MegaGen sadece diş implantı üretmiyor. Çeyrek asırlık geçmişi bulunan şirketin kurucuları diş hekimi olduğunu için genel itibarıyla mesleklerinin ihtiyacını karşılayacak her ürün üretim bandından çıkıyor. Diş macunundan görüntüleme sistemlerine, diş koltuğundan yazılımlara kadar her ürün tamamen kendi tesislerinde üretiliyor.

Dünyada 100’den fazla ülkede faaliyet gösteren şirketin Türkiye planı aslında firma için de oldukça önemli. Dr. Park, “Yurtdışı tesis planımız masamızda uzun süredir duruyordu. Birçok şirket AB veya ABD’de üretimi tercih ederken bizler gelişime açık bir ülkeyi; Türkiye’yi tercih ettik. Burada endüstrimizin son teknolojisiyle yaptığımız robotik üretimi, aynı zamanda Türkiye’de kurmak istedik.

Bir anlamda daha teknolojik bir üretimi Türkiye’de başlatarak sektörümüze de bir anlamda destek olmayı planladık. Biz Türkiye’deki şirketlere rakip olarak gelmek istemiyoruz. Biz teknik bilgi ve birikimimizi paylaşıp ülkedeki kalite ve standartların artırılmasına katkı sağlayabiliriz. Ayrıca bu teknolojimizin üzerinde ‘Made in Türkiye’ ifadesini koyarak Türkiye’nin teknolojide bir merkez olduğunu bir kez daha hatırlatmak istiyoruz” diye konuştu.

 

“Yatırım planımızı duyanlar ilgiyle takip ediyor”
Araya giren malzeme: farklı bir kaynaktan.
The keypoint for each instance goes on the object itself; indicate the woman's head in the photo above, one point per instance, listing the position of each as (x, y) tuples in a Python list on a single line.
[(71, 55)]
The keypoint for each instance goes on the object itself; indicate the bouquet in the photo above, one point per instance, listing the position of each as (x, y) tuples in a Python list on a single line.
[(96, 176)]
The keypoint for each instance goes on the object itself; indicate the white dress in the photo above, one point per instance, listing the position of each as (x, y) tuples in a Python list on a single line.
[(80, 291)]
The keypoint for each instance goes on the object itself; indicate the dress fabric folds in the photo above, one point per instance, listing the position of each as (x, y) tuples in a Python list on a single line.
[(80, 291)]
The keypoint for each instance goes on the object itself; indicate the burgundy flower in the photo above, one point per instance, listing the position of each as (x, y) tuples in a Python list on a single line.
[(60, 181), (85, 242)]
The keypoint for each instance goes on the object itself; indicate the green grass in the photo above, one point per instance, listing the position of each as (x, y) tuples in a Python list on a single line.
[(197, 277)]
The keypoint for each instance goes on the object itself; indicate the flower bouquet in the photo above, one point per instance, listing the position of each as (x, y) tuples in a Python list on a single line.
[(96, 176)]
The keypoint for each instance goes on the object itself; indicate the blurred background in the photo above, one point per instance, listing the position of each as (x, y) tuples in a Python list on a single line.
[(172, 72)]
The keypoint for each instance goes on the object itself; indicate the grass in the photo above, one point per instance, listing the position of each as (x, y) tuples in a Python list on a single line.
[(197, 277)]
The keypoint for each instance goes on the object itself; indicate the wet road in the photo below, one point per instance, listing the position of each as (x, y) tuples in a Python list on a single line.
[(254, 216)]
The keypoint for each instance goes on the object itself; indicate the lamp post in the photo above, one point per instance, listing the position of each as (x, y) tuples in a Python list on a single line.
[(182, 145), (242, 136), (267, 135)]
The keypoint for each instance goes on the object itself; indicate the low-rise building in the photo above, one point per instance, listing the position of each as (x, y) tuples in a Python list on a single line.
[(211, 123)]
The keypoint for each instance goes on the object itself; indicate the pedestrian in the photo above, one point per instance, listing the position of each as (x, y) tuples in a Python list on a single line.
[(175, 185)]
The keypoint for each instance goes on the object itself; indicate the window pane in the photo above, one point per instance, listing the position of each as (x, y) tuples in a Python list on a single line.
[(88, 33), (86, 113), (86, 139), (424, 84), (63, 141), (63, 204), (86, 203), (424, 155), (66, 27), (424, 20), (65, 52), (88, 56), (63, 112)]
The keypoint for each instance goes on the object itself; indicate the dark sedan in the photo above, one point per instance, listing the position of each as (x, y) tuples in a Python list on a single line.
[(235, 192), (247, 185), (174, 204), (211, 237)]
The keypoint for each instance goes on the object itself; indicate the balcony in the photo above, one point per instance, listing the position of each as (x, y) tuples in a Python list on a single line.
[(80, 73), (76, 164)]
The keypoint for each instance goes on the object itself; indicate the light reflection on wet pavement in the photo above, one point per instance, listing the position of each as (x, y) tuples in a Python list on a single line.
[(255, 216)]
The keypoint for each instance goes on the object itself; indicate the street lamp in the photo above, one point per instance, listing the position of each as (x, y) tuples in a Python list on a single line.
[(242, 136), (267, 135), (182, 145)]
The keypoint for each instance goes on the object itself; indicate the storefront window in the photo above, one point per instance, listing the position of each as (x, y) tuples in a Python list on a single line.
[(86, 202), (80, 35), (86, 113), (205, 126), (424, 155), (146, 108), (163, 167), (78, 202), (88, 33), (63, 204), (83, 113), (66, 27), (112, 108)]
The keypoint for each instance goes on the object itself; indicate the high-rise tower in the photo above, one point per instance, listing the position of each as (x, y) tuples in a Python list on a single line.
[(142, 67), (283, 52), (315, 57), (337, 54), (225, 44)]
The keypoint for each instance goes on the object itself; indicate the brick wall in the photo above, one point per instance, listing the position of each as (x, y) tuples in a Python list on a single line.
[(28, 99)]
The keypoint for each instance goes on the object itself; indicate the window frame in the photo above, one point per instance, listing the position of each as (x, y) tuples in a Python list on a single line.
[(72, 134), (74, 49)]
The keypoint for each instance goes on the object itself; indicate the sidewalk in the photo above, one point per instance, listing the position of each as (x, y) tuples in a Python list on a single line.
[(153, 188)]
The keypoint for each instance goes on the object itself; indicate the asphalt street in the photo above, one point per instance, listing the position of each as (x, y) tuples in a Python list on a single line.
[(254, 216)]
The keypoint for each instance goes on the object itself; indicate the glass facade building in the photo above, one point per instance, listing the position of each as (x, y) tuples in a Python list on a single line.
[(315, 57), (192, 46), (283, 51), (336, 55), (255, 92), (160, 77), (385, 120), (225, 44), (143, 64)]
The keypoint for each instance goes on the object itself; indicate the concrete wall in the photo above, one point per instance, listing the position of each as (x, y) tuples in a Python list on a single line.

Kwang Bum Park, Türkiye’deki üretimin sadece ülke içinde kalmayacağını, Türkiye’nin coğrafi avantajını kullanacaklarını belirtiyor. Park, “Körfez Bölgesi, Kuzey Afrika, Orta Asya ve Avrupa’ya kolayca ulaşabileceğiz. Covid-19, küresel navlun krizi ve şu anda Yemen’de yaşananlar ürün tedarikinin ne kadar önemli olduğunu bizlere gösterdi. Türkiye bu açıdan tüm Asyalı üreticiler için inanılmaz değerli bir ülke” diye konuştu.

MegaGen’in Türkiye kararını izleyerek, yatırım planı yapan Güney Koreli firmalar olduğuna işaret eden Park, “Daha fazla Kore şirketinin Türkiye’ye gelip yatırım yapıp büyüyeceğini düşünüyorum. Türkiye’ye şu anda yapılan yatırımlar da sürekli büyüyor. Bizim ardımızdan global ve Koreli yatırımcılarının Türkiye’ye geleceklerini düşünüyorum. Öte yandan Türkiye bizim için bir üretim yerimiz değil. Biz İstanbul’u sadece bir üretim yeri olarak değil, önemli bir Ar-Ge ve eğitim merkezi kurarak bölgede diş konusunda üs yapmak istiyoruz” şeklinde konuştu.